Databricks infused its data platform with generative AI capabilities across its Lakehouse Platform with tools to enable customers to leverage large language models (LLMs), federate and govern data and knowledge engines that learn corporate cultures.
The company outlined the news at its Data + AI Summit. Databricks' news follows announcements from Snowflake and MongoDB designed to land more workloads and enable customers to leverage generative AI. Leading up to Databricks' conference, the company announced the acquisition of MosaicML and launch of Lakehouse Apps. The big takeaway is that data platforms and generative AI capabilities are converging.
Constellation Research analyst Doug Henschen summed up the data platform game: "All three (Snowflake, Databricks and MongoDB) want customers to do as much as possible on their platforms so they are invading each other’s turf. But their original (and still predominant) dance partners are data warehouse for Snowflake, data science for Databricks and developers for MongoDB."
Here's a roundup of Databricks' enhancements to its platform.
- The company said it will make it easier to deploy and manage LLMs with Lakehouse AI additions to offer monitoring and governance for LLM development. Databricks is adding Vector Search, a collection of opensource models, LLM-optimized Model Servicing, MLflow 2.5 with LLM tools and Lakehouse monitoring.
- Lakehouse AI will unify the AI lifecycle from data collection and preparation to model development.
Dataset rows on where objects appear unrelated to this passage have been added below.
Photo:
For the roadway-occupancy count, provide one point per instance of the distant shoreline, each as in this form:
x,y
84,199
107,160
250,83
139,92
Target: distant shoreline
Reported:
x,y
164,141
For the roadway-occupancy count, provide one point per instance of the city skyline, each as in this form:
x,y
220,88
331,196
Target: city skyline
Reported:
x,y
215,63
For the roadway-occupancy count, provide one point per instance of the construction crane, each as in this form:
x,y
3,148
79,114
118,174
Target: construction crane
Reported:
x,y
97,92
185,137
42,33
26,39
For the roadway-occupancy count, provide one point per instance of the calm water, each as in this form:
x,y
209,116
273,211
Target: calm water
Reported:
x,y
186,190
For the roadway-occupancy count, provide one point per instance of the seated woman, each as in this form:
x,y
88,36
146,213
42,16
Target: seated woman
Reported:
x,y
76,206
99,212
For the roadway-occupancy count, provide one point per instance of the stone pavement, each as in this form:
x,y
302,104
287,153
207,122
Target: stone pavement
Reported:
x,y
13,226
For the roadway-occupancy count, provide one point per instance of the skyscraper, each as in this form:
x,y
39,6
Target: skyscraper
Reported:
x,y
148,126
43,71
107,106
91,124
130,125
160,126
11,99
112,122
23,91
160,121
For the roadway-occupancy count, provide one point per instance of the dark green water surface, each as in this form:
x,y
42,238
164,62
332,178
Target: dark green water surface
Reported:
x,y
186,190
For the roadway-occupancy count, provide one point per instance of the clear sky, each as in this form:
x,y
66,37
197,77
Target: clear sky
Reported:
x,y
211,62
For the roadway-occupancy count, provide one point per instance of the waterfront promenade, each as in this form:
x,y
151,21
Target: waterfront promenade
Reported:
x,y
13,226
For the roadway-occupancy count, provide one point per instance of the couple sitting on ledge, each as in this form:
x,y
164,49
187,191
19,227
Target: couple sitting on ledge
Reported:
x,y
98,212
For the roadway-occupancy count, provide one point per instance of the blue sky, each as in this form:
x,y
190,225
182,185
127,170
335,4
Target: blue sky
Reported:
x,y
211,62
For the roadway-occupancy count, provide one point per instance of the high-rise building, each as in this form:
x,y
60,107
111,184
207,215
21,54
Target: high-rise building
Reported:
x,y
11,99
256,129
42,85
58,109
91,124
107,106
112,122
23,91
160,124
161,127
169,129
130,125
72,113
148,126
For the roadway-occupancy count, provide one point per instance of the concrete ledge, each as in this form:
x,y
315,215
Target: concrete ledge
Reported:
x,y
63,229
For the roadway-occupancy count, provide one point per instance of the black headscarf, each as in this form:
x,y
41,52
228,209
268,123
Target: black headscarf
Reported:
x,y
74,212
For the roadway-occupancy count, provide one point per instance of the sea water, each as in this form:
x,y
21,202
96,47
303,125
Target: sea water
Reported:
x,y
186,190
Databricks Vector Search will manage and automatically create vectors in Unity Catalog. Databricks AutoML will feature a low-code approach to fine tuning LLMs. And Databricks will curate a list of open-source models in its marketplace.
- Databricks outlined MLflow 2.5, a new release of the Linux Foundation open-source project MLflow. Updates include MLflow AI Gateway, which allows developers to swap out backend models and switch between LLM providers, and MLflow Prompt Tools, a no-code set of visual tools.
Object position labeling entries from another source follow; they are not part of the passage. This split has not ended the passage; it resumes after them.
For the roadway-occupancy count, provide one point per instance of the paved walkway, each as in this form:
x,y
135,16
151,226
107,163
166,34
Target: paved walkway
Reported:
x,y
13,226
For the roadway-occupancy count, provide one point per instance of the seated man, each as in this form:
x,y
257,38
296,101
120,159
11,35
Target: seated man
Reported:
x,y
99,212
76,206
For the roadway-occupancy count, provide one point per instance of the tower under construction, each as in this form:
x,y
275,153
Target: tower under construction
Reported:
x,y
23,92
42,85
- Databricks Lakehouse Monitoring will monitor and manage data and AI assets within Lakehouse.
- LakehouseIQ adds a natural language interface to the Lakehouse Platform. LakehouseIQ uses generative AI to understand company specific jargon, data usage and organizational structure to answer questions within the context of a business. The goal is to democratize data analytics across a corporation. According to Databricks, LakehouseIQ will learn from signals embedded in corporate data including schemas, documents, queries, popularity, lineage, notebooks and dashboards.
- Lakehouse Federation in Unity Catalog will include query federation across data assets and platforms outside of Databricks. Databricks is also offering governance outside of its platform via Unity Catalog.
- Delta Lake 3.0, the latest contribution to Linux Foundation's Delta Lake project, will add Universal Format (UniForm), which will allow data stored in Delta to be read as if it were Apache Iceberg or Apache Hudl.
Doug Henschen's take:
- Databricks is, first and foremost, a platform for data scientists and it’s used by many of its 10,000+ customers as a platform for a significant chunk, if not a majority, of their data. Databricks is doing everything it can do to enable those customers to innovate with their data using AI, ML, and analytics, and it’s doing a great job of it.
- Databricks has spend the last three years building up the warehouse side of its Lakehouse platform, but this year the generative AI tsunami has rightly refocused Databricks on what has always been its greatest strength: data science including ML and AI. It’s very clear to me that Databricks customers are building AI models with Databricks today and there’s a deep well of capabilities that are generally available and now-emerging capabilities that are just becoming GA or are in public preview and very close to becoming GA.
- What was very clear during today’s Databricks keynote is how far along Databricks customers such as JPMorgan Chase, Jet Blue Airways and Rivian are in building innovative ML, AI and even generative AI capabilities using Databricks. A bunch of new enablers were announced today, several of which are already in public preview and are expected to go GA this year.